Court Opinion

ID: 9842052
Source: CourtListenerOpinion
Date Created: 2023-09-22 20:12:30.64855+00
Date Added: 2024-06-11T09:09:28.516577
License: Public Domain

Justice Blackmun,
dissenting.
I join Parts II through V of Justice Marshall’s opinion in dissent.
I had understood the issue in this case to be whether a State constitutionally may instruct a jury about the Governor’s power to commute a sentence of life without parole. That issue involves jury consideration of the probability of *1029action by the incumbent Governor or by future Governors. Instead, the Court, on its own, redefines the issue in terms of the dangerousness of the respondent, an issue that involves jury consideration of the probability that respondent will commit acts of violence in the future. Ante, at 1002-1003. As both Justice Marshall, ante, at 1018-1019, and Justice Stevens, post, at 1030, so forcefully point out, the two questions do not relate to each other. Neither the State of California nor the solitary dissenter in the State’s Supreme Court ventured such an argument.
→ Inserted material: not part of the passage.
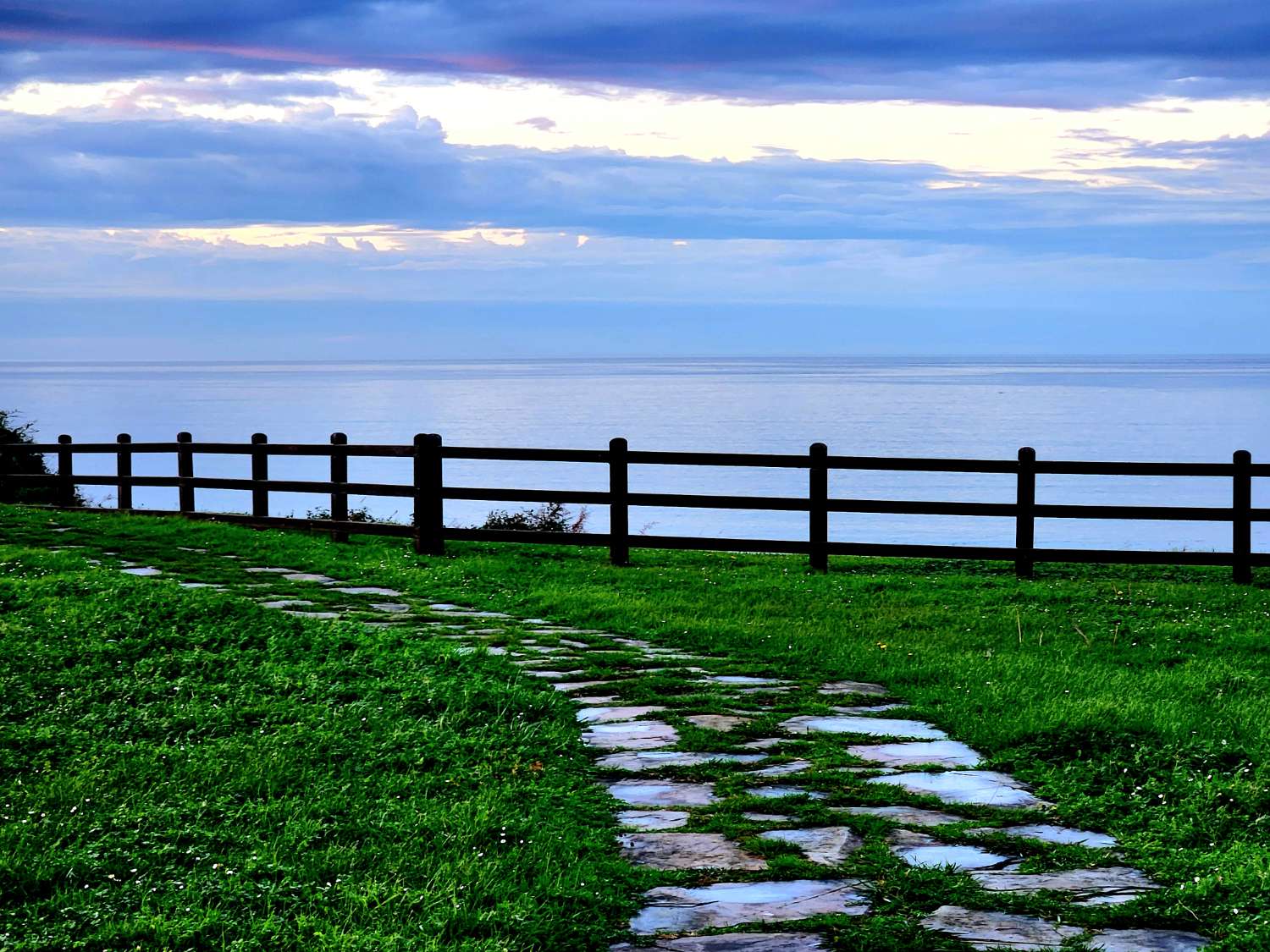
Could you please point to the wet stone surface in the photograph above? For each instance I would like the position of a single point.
(687, 850)
(677, 909)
The issue actually presented is an important one, and there may be arguments supportive of the instruction. The Court, however, chooses to present none. Instead, it approves the Briggs Instruction by substituting an intellectual sleight of hand for legal analysis. This kind of appellate review compounds the original unfairness of the instruction itself, and thereby does the rule of law disservice. I dissent.